Faisal was initially reluctant to displace his brother because of an oath he had made to King Abdulaziz, who before his death obliged his sons to swear that they would accept Saud as king. Abdulaziz's idea was that Saud should reign while concerning himself mainly with internal affairs, while Faisal should deal with foreign policy; this division of labor broke down in 1958. Faisal also declined to take the title of king on the grounds that it would set a bad precedent, placing Saudi Arabia on the same level as countries that had experienced coups d'état.

== February and March 1964 confrontation ==
In mid-February 1964 Faisal forced Saud to surrender all royal powers while retaining the title of king. The confrontation escalated the following month. According to reports, the crisis began with a meeting of all leading members of the royal family except Saud, along with 34 religious patriarchs and tribal leaders, after Saud demanded that his powers be restored in full. The gathering upheld Faisal and proposed removing Saud from the throne, but Faisal insisted that Saud keep the title, saying that what mattered was that the King should leave power in Faisal's hands and not interfere in public life.

The assembly included Prince Mohammed Ibn Abdul Aziz, third eldest son of King Abdulaziz and known for his toughness; Abdel Aziz Ibn Musaed, Governor of Asir and the oldest living member of the royal family; and Saud Bin Jiluwi, governor of the Eastern Province.
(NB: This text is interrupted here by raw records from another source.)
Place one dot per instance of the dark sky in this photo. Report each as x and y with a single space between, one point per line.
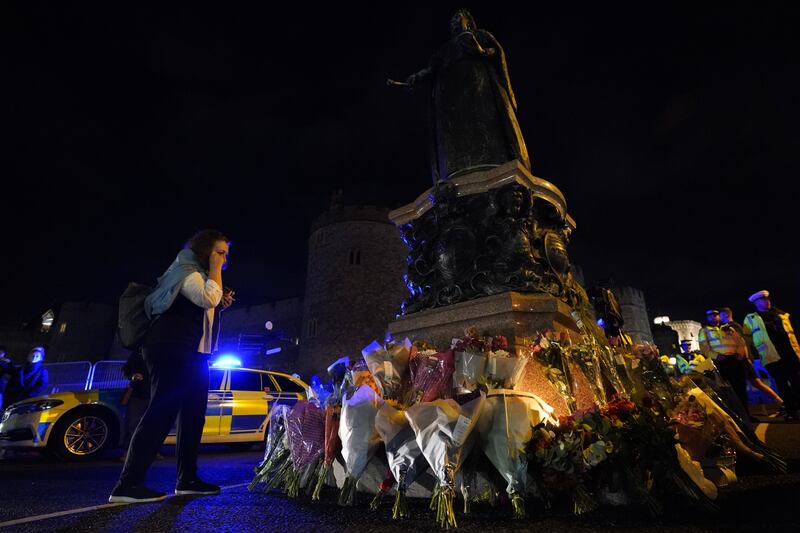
672 129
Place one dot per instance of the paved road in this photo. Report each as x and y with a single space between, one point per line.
33 486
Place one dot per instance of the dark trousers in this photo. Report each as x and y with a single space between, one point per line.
179 388
786 374
135 411
734 372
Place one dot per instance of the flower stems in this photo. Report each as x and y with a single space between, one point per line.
518 505
443 501
347 496
583 501
400 508
322 478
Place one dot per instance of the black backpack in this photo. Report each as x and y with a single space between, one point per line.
132 323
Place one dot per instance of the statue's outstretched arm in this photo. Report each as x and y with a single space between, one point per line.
411 80
501 59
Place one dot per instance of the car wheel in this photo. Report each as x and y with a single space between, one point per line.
81 435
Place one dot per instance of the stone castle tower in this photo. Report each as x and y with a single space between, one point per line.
354 284
634 312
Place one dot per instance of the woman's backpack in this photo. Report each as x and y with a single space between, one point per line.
132 323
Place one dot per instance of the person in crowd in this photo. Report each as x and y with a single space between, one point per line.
136 397
29 380
725 347
6 368
726 318
777 346
175 351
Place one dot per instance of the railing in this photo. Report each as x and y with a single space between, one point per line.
107 375
68 376
83 375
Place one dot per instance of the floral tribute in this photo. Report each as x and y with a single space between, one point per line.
632 429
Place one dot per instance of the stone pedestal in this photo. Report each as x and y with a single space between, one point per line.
512 314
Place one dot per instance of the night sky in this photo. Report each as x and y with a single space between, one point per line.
672 130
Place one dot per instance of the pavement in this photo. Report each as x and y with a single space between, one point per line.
38 493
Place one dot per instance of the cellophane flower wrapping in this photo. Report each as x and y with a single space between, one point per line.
402 451
360 375
546 349
431 376
506 428
305 425
504 370
470 367
444 433
277 457
388 366
359 437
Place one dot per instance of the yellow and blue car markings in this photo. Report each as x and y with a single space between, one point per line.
231 416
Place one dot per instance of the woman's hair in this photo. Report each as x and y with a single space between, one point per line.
202 243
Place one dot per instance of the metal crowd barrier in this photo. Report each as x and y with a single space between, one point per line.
83 375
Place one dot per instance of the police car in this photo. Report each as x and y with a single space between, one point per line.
76 425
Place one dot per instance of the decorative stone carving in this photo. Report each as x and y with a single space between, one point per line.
505 238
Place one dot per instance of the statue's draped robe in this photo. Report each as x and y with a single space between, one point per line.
474 123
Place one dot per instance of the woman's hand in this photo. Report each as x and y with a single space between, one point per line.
217 259
227 299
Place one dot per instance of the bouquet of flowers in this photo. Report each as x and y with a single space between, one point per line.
332 445
277 455
546 349
388 367
506 428
443 430
470 362
431 375
584 356
403 453
696 430
338 371
305 426
359 438
503 369
360 375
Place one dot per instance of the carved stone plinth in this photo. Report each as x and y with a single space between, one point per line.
512 314
485 233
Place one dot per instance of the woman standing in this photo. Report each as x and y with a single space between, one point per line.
183 308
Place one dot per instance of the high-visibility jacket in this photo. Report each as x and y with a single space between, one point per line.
716 341
754 325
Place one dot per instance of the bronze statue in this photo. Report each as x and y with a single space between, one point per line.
473 109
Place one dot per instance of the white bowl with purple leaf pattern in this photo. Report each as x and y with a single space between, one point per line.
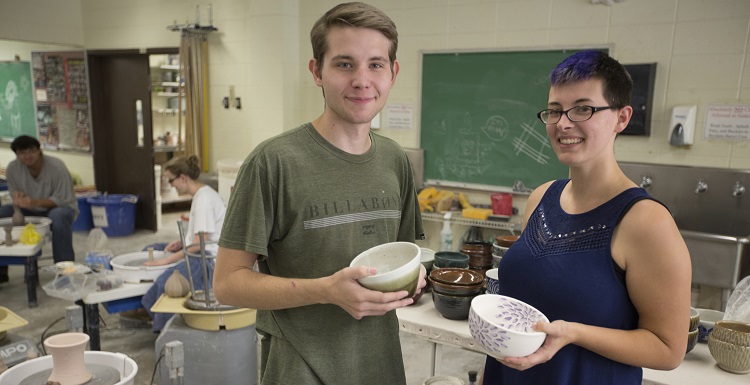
503 326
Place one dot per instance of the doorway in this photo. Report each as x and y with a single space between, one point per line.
123 154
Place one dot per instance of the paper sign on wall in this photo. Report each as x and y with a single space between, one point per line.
727 122
400 116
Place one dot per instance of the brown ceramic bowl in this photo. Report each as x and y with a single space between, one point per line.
452 306
506 240
477 248
456 276
458 290
692 340
695 318
733 332
730 357
480 260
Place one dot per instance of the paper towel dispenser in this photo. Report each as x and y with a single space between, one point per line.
682 126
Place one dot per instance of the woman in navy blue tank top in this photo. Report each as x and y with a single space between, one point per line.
598 255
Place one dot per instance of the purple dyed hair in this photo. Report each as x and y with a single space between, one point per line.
617 86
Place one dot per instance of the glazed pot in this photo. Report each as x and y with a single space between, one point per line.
68 367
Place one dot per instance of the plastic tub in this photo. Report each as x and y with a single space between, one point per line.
84 222
114 213
124 364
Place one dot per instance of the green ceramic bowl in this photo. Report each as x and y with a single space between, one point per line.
397 263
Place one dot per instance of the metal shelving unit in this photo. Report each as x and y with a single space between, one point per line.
458 219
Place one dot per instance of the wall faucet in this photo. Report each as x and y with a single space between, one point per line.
701 187
738 190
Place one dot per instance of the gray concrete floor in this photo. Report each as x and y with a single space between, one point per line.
138 342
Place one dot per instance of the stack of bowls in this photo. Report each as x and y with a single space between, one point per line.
708 318
492 285
729 344
453 289
500 246
480 255
695 318
445 259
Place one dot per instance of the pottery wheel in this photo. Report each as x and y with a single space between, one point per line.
199 302
101 375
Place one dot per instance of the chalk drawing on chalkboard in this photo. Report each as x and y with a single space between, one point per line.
10 100
532 144
496 127
472 147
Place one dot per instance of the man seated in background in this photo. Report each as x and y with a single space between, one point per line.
41 185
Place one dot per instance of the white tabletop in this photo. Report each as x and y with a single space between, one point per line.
127 290
20 250
698 367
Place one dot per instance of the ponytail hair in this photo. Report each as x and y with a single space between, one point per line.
181 165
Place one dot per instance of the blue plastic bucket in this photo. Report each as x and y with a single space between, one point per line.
114 213
84 222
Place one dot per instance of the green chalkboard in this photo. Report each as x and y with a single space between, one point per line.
478 118
16 100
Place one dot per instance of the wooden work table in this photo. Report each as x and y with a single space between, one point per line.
423 320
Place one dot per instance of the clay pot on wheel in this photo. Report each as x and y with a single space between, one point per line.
68 366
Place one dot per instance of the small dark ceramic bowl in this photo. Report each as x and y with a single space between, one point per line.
451 289
692 340
695 318
455 276
451 259
451 306
476 248
506 240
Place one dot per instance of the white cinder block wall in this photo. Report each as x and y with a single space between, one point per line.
262 48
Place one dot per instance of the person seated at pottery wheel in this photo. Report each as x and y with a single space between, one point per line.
206 215
41 186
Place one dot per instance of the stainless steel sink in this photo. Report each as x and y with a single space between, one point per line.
712 210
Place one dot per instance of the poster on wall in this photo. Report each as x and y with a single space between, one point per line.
61 95
727 122
16 101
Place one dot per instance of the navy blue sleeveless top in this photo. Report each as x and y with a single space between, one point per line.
562 265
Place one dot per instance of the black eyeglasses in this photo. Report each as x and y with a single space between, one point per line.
574 114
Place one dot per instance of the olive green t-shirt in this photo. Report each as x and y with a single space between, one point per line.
308 208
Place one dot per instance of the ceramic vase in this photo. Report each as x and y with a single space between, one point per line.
67 350
177 285
18 218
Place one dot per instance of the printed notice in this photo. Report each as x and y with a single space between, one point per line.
725 122
400 116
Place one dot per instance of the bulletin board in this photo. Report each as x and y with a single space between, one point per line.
478 118
16 101
61 95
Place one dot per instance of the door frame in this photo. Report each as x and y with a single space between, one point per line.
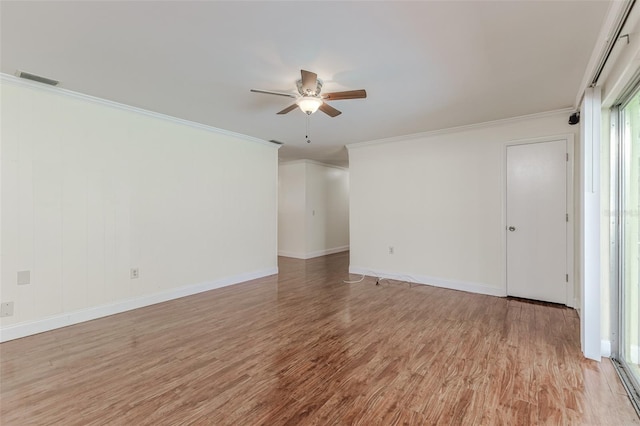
570 298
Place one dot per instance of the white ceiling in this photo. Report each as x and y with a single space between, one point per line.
425 65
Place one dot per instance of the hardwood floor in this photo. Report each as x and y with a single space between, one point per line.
303 348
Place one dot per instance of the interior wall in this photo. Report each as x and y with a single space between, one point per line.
292 231
313 218
437 199
91 189
327 209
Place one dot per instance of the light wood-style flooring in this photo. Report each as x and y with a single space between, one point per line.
304 348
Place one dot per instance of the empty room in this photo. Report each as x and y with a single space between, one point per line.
319 212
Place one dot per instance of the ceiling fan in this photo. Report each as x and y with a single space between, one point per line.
309 99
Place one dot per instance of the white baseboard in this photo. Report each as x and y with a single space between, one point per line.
433 281
29 328
312 254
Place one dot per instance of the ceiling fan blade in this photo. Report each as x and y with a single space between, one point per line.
269 92
288 109
309 82
329 110
349 94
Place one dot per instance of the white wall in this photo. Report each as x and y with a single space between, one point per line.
292 228
313 218
91 189
438 200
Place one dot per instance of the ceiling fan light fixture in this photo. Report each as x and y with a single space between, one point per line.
309 104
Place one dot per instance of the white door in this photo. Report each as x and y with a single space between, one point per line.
537 221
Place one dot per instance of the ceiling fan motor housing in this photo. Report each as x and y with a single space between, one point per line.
303 93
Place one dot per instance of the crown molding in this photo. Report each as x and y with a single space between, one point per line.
306 161
460 129
15 81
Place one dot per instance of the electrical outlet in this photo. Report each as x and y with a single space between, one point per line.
6 309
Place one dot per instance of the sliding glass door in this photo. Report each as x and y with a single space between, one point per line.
629 239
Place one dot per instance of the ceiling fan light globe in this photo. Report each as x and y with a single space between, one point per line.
309 104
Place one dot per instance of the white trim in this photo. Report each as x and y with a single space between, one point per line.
570 299
311 255
432 281
452 130
29 328
306 161
15 81
590 119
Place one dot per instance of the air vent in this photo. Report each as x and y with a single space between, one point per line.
39 79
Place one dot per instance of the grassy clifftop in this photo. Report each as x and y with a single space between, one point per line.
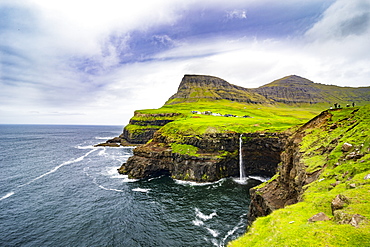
340 151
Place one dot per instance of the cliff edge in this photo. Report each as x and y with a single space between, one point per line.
320 194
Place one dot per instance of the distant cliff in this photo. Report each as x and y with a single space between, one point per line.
320 194
195 89
201 87
295 90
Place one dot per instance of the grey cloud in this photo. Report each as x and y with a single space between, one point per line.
357 25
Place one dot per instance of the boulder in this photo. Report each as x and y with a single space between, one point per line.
356 220
346 147
319 217
338 202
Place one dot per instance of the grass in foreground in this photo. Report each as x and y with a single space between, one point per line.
261 118
289 226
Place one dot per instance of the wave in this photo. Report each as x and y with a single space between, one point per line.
191 183
104 188
7 195
104 138
96 183
202 216
241 224
141 190
214 233
198 222
59 166
262 179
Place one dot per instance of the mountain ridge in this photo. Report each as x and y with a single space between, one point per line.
291 89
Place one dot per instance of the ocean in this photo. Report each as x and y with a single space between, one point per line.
56 189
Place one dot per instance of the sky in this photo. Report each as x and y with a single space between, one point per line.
95 62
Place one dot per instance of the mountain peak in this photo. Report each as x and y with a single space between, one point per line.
204 87
291 89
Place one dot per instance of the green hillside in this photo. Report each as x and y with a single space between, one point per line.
343 172
295 89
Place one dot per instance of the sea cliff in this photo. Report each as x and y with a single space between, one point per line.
292 130
320 194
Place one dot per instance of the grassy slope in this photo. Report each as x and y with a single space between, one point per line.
290 226
262 117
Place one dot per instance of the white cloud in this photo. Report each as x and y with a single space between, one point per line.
236 13
59 35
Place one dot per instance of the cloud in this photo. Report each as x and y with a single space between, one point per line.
98 61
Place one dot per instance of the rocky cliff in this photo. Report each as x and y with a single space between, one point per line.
296 90
286 189
201 88
320 194
213 156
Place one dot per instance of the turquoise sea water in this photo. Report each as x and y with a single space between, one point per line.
56 189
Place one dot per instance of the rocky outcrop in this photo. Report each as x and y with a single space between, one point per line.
292 176
294 89
196 87
216 157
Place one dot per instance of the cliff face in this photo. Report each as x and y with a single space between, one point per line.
320 195
286 189
216 157
294 173
199 87
295 89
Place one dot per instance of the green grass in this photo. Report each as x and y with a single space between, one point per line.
184 149
321 149
261 117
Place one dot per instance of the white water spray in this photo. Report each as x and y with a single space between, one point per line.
241 166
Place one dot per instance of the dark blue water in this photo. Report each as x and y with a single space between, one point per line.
56 189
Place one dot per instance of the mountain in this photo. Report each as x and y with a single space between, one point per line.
202 87
289 90
296 89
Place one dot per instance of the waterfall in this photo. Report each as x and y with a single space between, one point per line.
241 166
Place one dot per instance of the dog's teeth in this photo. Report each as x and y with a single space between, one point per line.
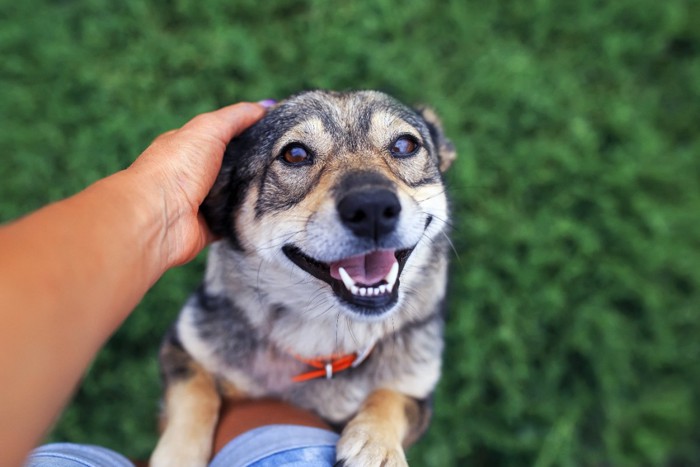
347 280
391 277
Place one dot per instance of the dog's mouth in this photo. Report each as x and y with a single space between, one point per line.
369 283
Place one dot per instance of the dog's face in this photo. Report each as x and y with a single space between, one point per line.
343 190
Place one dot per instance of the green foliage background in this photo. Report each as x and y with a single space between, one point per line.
574 335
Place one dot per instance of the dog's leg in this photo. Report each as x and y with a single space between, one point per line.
191 411
387 422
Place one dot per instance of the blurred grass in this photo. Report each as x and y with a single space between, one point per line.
574 335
The ulema were headed by the Grand Mufti of Riyadh, Sheikh Mohammed Ibn Ibrahim, and also included his brother Sheikh Abdul Malek Ibn Ibrahim; Sheikh Abd al-Aziz ibn Baz, dean of the Islamic University of Medina; and Sheikh Mohammed Harkan, chief qadi of Jidda. Together these men represented the highest authority in the kingdom.

Saud refused to accept the council's decisions and mobilized the Royal Guard around Nasriyah Palace. In response, Faisal ordered the National Guard, then known as the White Army, to surround the palace and issued an ultimatum to the Royal Guard to withdraw. The Royal Guard yielded and took an oath of allegiance to Faisal.

On 28 March 1964 Saud signed a decree embodying the council's decisions. The decree provided for the withdrawal of the Royal Guard from Saud's personal command and its transfer to the Defense Ministry; the transfer of Saud's personal guard, known as the Khwyyan, to the Interior Ministry; the abolition of the royal court and its replacement by a special royal office; and the reduction of Saud's income from about $40 million a year to $20 million. At Saud's request, the decree was not published. Saud was left in full possession of his title but was described as a semi-invalid after years of medical treatment abroad for disorders of the kidneys, gall bladder, and liver, including eye surgery and treatment for a stomach ailment in Boston in 1961 and further treatment in Austria, Switzerland, and France in 1962 and 1963.

== Deposition of King Saud ==
In late October 1964 the royal family council and the council of ulema met again in Riyadh. The family council was composed of relatives of Faisal other than King Saud or Saud's sons. Tribal leaders and provincial governors were also brought to the capital. The councils resolved to depose King Saud and to proclaim Crown Prince Faisal as king.

A senior official of Saudi Arabia's Foreign Ministry said that Faisal had been confronted with the decision upon his arrival in Riyadh on 30 October, after a five-day drive overland from Jeddah. The official said it was "90 percent certain" that Faisal would accept, despite having rejected similar proposals in the past. "He has been under great pressure for the last six months and will find it difficult to decline now," the official added.

Faisal accepted, and in early November 1964 he took the title of king as well as the authority he already exercised. The accession was described as ratifying the earlier bloodless seizure of power. Saud left Saudi Arabia shortly afterward; the departure was attributed to reasons of health.

The decision to depose Saud stemmed from a desire to avoid a possible struggle over the succession: as long as Saud remained king, there was a possibility that he would attempt to reassert his royal prerogatives, as he had done briefly in 1960-62.

== Aftermath ==
The New York Times described the change as ending "the era of the palace-builders" and beginning "the era of the engineers in Saudi Arabia."